Jr why are your idle temps so high ?

Is the ambient temp high??


----------



## JrRacinFan (Oct 27, 2009)

It's either the case or the cheap pushpins Panther. Also I'm running passive on the cooler because I'm missing the fanclips


----------



## pantherx12 (Oct 27, 2009)

Cable ties my friend, do it


----------



## Chicken Patty (Oct 27, 2009)

cable ties FTW


----------



## JrRacinFan (Oct 27, 2009)

:shadedshu

Will see what happens ....

Here's where I am @so far


----------



## theonedub (Oct 27, 2009)

Thats still within tolerance, but get a fan on that thing and temps will DROP big time!


----------



## Chicken Patty (Oct 27, 2009)

Cable ties Shaun, come on!!   What happened to your modder instincts?


----------



## pantherx12 (Oct 27, 2009)

A pretty good over clock for passive though !
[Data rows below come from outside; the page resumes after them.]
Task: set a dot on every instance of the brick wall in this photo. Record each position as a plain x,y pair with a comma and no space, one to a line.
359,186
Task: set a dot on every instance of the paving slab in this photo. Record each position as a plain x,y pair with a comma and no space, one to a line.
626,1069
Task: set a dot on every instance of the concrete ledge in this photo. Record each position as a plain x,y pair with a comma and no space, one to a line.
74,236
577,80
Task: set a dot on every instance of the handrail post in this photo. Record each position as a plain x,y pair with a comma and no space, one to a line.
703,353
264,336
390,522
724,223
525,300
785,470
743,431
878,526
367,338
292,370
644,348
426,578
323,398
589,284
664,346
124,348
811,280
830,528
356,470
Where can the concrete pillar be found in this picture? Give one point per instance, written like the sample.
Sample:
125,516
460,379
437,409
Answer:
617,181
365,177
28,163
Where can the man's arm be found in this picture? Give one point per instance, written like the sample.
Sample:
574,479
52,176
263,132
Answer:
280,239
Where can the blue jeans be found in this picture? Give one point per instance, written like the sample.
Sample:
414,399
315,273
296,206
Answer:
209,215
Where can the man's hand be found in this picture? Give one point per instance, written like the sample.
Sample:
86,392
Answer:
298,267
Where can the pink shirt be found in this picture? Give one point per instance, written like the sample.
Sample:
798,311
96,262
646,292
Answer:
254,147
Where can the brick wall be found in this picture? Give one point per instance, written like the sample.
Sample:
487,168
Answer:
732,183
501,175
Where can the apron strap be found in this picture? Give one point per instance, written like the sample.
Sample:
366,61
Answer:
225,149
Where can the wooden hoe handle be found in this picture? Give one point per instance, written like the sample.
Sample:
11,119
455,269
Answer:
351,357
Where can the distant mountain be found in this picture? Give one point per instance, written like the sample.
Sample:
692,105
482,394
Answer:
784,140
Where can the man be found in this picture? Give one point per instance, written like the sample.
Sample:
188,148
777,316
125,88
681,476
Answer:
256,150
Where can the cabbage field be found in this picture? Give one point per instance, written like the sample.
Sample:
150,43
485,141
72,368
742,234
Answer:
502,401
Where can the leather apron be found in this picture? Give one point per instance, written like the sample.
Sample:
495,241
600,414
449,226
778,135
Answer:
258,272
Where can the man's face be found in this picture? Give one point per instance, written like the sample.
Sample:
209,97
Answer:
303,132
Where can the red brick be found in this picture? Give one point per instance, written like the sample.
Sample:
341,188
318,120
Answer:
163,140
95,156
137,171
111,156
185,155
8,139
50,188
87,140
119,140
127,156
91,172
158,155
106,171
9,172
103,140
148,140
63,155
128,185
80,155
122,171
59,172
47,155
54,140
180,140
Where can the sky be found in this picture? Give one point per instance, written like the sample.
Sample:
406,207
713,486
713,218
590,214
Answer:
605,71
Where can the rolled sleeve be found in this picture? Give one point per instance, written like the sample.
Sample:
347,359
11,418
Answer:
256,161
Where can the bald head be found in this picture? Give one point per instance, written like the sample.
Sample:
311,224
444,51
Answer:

After I'm done fiddling I'ma install WCG.

I want 3.6ghz stable at least darn it!


----------



## vaiopup (Oct 27, 2009)

Lotsa temp paranoids in here 

Mid 60's 24/7 on my Allendale for about two and a half years~still crunching away


----------



## JrRacinFan (Oct 27, 2009)

LinX load after fan install and AS5 reapply.

Just glanced at my crunching load and it never breaks 51C.


----------



## PP Mguire (Oct 27, 2009)

A Cheese Danish said:


> Not sure, but my voltage may be a little high. Stable nonetheless.
> 
> http://img.techpowerup.org/091027/wcgoc.jpg


 You can run the voltages safely up to 1.55v on 939 chips. 



[Ion] said:


> But I'm at stock clocks @ 1.2v.  And I have a huge CPU cooler:
> http://tweakers.net/ext/i/productsurvey/5526/4004.jpg
> Not my setup, but the same cooler.


 Oh my, do want on that cooler. That looks even more beast than my TRUE.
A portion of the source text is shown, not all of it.